An AI-powered tool that validates documentation quality by checking if code examples work, API signatures match actual implementations, and tutorials are followable from start to finish.

What It Does

Stackbench uses Claude Code agents to automatically validate documentation through two complementary systems:

Core Validation Pipeline

  1. Extraction - Analyzes markdown documentation to extract API signatures and code examples
  2. API Completeness & Deprecation (3-Stage Pipeline with MCP!) - Analyzes documentation coverage:
    • Stage 1: Library introspection via Bash (pip install + python_introspect.py) → api_surface.json
    • Stage 2: Fast deterministic script scans ALL .md files (~2s), MCP scores APIs → documented_apis.json + undocumented_apis.json
    • Stage 3: MCP calculates metrics and prioritizes → completeness_analysis.json
    • Performance: ~7s for 118 APIs (5-10x faster than LLM matching)
    • Identifies deprecated APIs still taught in documentation
    • Ranks undocumented APIs by importance (0-10 scale based on heuristics)
    • Output: 4 JSON files in results/api_completeness/
  3. API Signature Validation - Validates that documented function signatures match actual library implementations
  4. Code Example Validation - Tests that code examples actually run without errors
  5. Clarity Validation (with MCP!) - LLM-as-judge system that evaluates documentation from a user experience perspective:
    • Uses MCP server for deterministic scoring calculations
    • Scores 5 dimensions on 0-10 scale (instruction clarity, logical flow, completeness, consistency, prerequisites)
    • Identifies unclear instructions, missing prerequisites, logical gaps, and broken links
    • Provides actionable suggestions with precise line numbers
    • Pre-processes MkDocs Material snippet includes for efficiency

Walkthrough Validation System (Fully Implemented!)
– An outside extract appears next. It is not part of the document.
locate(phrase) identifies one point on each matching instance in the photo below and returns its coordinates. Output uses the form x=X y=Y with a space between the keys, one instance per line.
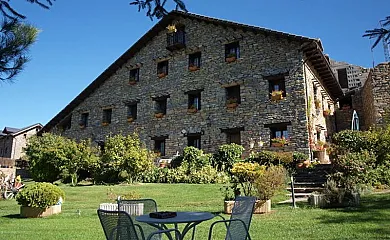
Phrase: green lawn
x=370 y=221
A standalone system that validates tutorial quality through step-by-step execution:

  1. Generate Walkthroughs - Converts tutorial documentation into structured step-by-step walkthroughs with 4 content fields per step (contentForUser, contextForAgent, operationsForAgent, introductionForAgent)
  2. MCP Server - Supplies steps one-by-one via stdio protocol, preventing the agent from skipping ahead and simulating real user experience
  3. Audit Walkthroughs - Claude Code agent actually follows the tutorial like a real developer, executing each step sequentially
  4. Gap Detection - Identifies 6 categories of issues:
    • Clarity gaps: Vague instructions, missing context
    • Prerequisite gaps: Missing dependencies, undeclared requirements
    • Logical flow gaps: Steps reference undefined resources
    • Execution gaps: Commands fail, syntax errors
    • Completeness gaps: Missing verification steps
    • Cross-reference gaps: Should link to other docs

Each process uses Claude Code with intelligent hooks that validate outputs and log execution details.

How to Run

Core Validation Pipeline

# Install dependencies
uv sync

# Run validation on a repository (latest commit)
uv run stackbench run \
  --repo https://github.com/lancedb/lancedb \
  --branch main \
  --docs-path docs/src \
  --include-folders python \
  --library lancedb \
  --version 0.25.2 \
  --num-workers 5

Key parameters:

  • --docs-path (required) - Base documentation directory (e.g., docs/src)
  • --include-folders (optional) - Comma-separated folders relative to docs-path (e.g., python,javascript)
  • --num-workers (default: 5) - Number of parallel workers for concurrent document processing
  • --commit (optional) - Specific commit hash (if omitted, resolves from branch HEAD automatically)
  • --force (optional) - Bypass cache and force re-analysis

Version Tracking & Comparison

Stackbench tracks two independent versions:

  1. Documentation Version - Which git commit of the docs are we analyzing?
  2. Library Version - Which version of the library should we test against?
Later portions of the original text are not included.